De over de streep methode, overgewaaid uit Amerika en wellicht bekend van televisie, maakt zichtbaar wat er leeft aan verdriet, onmacht, wanhoop en onzekerheid, maar ook aan moed, hoop, verlangen en doorzettingsvermogen van mensen. Er wordt een geïmproviseerde lijn op de grond gezet. We staan allemaal aan dezelfde kant op ongeveer 2 meter afstand van de lijn. Wanneer de gestelde vraag of geponeerde stelling op één van de ons van toepassing is, gaan we over de streep.

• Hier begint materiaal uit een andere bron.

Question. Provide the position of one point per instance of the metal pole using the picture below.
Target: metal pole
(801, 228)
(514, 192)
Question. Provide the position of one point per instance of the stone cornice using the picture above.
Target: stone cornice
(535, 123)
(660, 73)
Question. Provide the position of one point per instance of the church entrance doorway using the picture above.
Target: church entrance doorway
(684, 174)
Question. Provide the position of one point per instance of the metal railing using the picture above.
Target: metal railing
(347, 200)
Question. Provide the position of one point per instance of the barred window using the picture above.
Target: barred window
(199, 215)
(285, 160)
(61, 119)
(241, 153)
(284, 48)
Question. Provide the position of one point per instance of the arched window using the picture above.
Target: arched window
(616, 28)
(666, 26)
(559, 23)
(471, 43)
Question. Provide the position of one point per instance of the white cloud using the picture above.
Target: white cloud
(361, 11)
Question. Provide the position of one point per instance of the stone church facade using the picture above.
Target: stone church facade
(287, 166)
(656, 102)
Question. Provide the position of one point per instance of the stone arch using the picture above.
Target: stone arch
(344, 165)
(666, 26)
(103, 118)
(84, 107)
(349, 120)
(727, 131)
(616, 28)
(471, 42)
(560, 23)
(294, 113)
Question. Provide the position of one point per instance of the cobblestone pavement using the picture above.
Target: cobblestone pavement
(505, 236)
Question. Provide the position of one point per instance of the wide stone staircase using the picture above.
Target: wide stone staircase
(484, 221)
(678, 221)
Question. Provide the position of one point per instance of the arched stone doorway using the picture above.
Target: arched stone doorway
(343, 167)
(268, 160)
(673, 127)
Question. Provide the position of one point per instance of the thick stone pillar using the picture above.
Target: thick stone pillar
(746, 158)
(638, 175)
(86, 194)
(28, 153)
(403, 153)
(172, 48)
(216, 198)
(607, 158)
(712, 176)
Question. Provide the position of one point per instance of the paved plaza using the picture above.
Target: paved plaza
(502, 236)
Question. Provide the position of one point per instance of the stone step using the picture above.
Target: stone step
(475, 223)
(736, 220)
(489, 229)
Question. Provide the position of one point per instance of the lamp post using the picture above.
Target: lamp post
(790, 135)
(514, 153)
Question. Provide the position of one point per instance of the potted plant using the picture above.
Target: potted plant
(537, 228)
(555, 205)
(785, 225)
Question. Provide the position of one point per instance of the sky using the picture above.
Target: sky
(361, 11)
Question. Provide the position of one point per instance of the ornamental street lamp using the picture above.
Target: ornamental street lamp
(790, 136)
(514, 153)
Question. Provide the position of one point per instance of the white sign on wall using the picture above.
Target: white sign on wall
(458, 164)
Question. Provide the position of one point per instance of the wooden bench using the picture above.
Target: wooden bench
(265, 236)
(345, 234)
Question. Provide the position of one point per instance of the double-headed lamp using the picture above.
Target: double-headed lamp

De vragen en stellingen zijn zorgvuldig uitgezocht en verantwoord opgebouwd. Beginnende bij ‘Ik ben de oudste binnen het gezin’, via ‘ik ben trots op mijn moeder’ en ‘bij mij thuis kon er openlijk over homoseksualiteit worden gepraat’ naar ‘ik heb kind kunnen zijn’. We hebben er lol in maar het is duidelijk ook heftig om als enigste over de streep te gaan of juist als enigste te blijven staan. En sommige stellingen of vragen doen je opeens zaken realiseren waar je eerder misschien nog niet bij stil hebt gestaan.

De geur van Tante Toos

We spreken uitvoerig na. Het thema ‘veiligheid’ blijkt een mooi bruggetje naar het thema van de komende bijeenkomst., handelend over de manier waarop je zelf opvoedt (en wat je meeneemt of juist niet van de manier waarop je ouders jou hebben opgevoed). ‘Bij mij thuis voelde ik me niet veilig’ werd er verteld, ‘en dit wilde ik sowieso anders bij mijn eigen kinderen’. En zo geschiedde. Godzijdank had deze ouder een ‘Tante Toos’ die wel degelijk een gevoel van veiligheid kon bieden. Iedereen blijkt zo’n figuur in de jeugd te hebben gehad en toevalligerwijs heetten er drie ook ‘Toos’. “Ik herinner me de geur van Tante Toos nog zo goed”. Tante Toos zorgde even voor een gevoel van verbondenheid en een gevoel van blijdschap vulde de ruimte terwijl iedereen aan de eigen personificatie van Tante Toos dacht. Mijn tante Toos heet in het echt Marianna.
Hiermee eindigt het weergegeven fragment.